Index pdf files to AWS Elasticsearch service using Elasticsearch File System Crawler


#1

I can index pdf files to a local Elasticsearch using Elasticsearch File System Crawler. The default, fscrawler setting has port, host and scheme parameters as shown below.

{
  "name" : "job_name2",
  "fs" : {
    "url" : "/tmp/es",
    "update_rate" : "15m",
    "excludes" : [ "~*" ],
    "json_support" : false,
    "filename_as_id" : false,
    "add_filesize" : true,
    "remove_deleted" : true,
    "add_as_inner_object" : false,
    "store_source" : false,
    "index_content" : true,
    "attributes_support" : false,
    "raw_metadata" : true,
    "xml_support" : false,
    "index_folders" : true,
    "lang_detect" : false,
    "continue_on_error" : false,
    "pdf_ocr" : true,
    "ocr" : {
      "language" : "eng"
    }
  },
  "elasticsearch" : {
    "nodes" : [ {
      "host" : "127.0.0.1",
      "port" : 9200,
      "scheme" : "HTTP"
    } ],
    "bulk_size" : 100,
    "flush_interval" : "5s"
  },
  "rest" : {
    "scheme" : "HTTP",
    "host" : "127.0.0.1",
    "port" : 8080,
    "endpoint" : "fscrawler"
  }
}

However, I have difficulty using it to index to AWS elasticsearch service because to index to AWS elasticsearch, I have to provide the AWS_ACCESS_KEY, AWS_SECRET_KEY, region, and service as documented here. Any help on how to index pdf files to AWS elasticsearch service is highly appreciated.


(David Pilato) #2

I know I tested it with the official cloud by elastic offer (see below).
I don't know how AWS service works exactly but I guess you can have a username and password?
In which case you can define them in the elasticsearch.nodes setting?

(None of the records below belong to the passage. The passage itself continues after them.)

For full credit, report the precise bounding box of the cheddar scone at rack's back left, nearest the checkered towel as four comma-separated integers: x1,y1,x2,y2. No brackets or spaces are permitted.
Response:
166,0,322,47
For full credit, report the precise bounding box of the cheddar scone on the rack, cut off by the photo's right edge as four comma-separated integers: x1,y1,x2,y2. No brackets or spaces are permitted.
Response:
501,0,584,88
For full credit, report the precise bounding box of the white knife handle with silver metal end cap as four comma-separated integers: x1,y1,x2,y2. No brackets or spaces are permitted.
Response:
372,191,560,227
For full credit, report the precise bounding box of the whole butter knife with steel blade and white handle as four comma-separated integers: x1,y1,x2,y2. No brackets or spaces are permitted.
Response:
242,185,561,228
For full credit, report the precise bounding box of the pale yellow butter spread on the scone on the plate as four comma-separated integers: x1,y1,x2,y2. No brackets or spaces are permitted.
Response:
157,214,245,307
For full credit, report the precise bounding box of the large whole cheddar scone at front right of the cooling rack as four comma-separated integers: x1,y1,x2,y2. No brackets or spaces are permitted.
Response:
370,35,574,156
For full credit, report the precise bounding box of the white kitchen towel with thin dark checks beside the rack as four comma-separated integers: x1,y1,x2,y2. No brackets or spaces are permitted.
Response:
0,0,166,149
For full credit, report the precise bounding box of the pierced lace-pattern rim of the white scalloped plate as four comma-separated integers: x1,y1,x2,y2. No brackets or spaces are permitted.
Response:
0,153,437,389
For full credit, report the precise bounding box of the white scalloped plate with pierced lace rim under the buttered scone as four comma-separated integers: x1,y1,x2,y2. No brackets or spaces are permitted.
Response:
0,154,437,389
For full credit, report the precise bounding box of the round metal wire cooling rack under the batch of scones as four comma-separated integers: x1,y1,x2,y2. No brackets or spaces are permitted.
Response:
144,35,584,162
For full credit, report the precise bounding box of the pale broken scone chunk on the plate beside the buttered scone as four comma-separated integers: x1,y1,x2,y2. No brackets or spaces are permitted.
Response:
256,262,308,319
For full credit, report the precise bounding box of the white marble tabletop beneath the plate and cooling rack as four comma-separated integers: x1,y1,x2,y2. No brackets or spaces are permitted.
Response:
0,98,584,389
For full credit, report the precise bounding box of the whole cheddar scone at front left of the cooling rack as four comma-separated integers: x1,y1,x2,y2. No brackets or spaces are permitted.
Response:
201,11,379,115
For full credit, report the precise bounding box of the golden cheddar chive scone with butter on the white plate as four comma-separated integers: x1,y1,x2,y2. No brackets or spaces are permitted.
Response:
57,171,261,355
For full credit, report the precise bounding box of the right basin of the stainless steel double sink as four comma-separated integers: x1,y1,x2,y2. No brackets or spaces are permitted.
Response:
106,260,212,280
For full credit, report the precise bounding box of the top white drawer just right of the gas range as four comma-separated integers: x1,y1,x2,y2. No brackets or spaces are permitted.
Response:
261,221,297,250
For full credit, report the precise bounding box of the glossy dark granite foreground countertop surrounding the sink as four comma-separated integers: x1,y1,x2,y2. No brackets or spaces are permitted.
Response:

See https://github.com/dadoonet/fscrawler#elasticsearch-settings for more details.


BTW did you look at https://www.elastic.co/cloud and https://aws.amazon.com/marketplace/pp/B01N6YCISK ?

Cloud by elastic is the only way to have access to X-Pack. Think about what is there yet like Security, Monitoring, Reporting and what is coming like Canvas, SQL...


(system) #3

This topic was automatically closed 28 days after the last reply. New replies are no longer allowed.